La phylogénie moléculaire du genre Vipera s.l. a été examinée grâce à l'analyse de gènes mitochondriaux, le cytochrome b oxydase et le NADH deshydrogénase 2. Ce genre a été étudié en vue de mieux définir le statut taxinomique de ce groupe dans le Sud-Est de la France, lieu d'envenimations aux symptômes inhabituels. S'agit-il d'une nouvelle espèce importée ou apparue après hybridation ?
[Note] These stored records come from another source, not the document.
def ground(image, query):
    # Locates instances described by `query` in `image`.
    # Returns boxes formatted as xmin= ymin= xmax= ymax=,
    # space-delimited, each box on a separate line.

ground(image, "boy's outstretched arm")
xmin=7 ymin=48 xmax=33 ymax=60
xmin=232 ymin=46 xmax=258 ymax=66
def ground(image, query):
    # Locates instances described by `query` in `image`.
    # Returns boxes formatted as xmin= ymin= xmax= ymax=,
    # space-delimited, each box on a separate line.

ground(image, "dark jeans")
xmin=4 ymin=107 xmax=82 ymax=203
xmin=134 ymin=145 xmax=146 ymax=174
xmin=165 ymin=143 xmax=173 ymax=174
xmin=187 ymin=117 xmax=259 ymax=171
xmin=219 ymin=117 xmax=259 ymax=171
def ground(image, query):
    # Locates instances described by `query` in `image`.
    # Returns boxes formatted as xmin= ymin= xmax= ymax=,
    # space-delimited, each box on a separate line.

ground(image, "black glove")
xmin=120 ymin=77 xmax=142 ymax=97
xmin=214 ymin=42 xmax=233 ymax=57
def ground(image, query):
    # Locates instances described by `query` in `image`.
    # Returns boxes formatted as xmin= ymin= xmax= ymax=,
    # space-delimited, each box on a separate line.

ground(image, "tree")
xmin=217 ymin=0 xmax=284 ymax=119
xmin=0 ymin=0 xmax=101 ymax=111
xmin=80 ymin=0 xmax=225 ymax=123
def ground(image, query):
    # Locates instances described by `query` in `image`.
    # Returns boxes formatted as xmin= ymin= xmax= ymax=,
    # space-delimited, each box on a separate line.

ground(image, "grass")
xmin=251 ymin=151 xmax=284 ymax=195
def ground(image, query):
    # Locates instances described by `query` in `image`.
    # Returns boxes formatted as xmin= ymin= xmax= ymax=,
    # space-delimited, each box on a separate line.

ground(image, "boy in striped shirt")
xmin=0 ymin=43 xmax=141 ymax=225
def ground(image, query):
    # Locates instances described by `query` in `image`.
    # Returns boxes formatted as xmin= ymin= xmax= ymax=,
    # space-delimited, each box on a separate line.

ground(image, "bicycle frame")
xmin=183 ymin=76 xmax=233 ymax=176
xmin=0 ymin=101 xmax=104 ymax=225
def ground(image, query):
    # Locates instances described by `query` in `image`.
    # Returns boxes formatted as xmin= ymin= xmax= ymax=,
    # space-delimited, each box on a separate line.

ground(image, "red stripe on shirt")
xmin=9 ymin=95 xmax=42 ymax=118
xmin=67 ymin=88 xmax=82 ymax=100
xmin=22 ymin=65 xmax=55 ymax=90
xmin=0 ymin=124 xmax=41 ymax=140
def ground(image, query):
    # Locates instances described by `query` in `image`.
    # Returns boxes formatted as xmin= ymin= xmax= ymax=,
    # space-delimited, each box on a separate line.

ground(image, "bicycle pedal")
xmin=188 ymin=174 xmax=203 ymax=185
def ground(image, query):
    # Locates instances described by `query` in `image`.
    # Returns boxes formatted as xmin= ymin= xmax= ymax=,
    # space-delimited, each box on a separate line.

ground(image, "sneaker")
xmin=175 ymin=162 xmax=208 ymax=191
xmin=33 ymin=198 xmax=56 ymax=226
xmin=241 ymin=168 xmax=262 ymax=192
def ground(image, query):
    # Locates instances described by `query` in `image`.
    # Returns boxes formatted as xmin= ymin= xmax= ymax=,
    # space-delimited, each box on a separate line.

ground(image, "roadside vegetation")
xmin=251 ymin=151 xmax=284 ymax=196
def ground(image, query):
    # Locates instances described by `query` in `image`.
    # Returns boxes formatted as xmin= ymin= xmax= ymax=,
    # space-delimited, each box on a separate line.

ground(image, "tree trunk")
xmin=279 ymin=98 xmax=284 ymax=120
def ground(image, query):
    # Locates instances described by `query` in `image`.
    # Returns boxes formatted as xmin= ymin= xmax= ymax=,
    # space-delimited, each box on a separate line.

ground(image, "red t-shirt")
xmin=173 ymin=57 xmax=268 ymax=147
L'analyse phylogénétique a permis de définir que : (1) dans le genre Vipera, on distingue deux grandes lignées: les vipères orientales et les vipères occidentales, (2) à l'intérieur de la lignée des Vipères occidentales, on observe une discrimination entre les sous-espèces françaises et italiennes, et (3) la population à l'origine des envenimations à symptômes neurotoxiques observées dans le Sud-Est de la France forme un groupe frère avec les Vipera aspis françaises.

- Collection des moustiques destinée à la communauté scientifique

Près de 95000 moustiques et 6000 tiques forment une partie de la collection de référence de l'Institut Pasteur. Seuls trois organismes en France détiennent des collections d'insectes d'importance médicale : l'Institut de Recherche pour le Développement, le Muséum National d'Histoire Naturelle et l'Institut Pasteur.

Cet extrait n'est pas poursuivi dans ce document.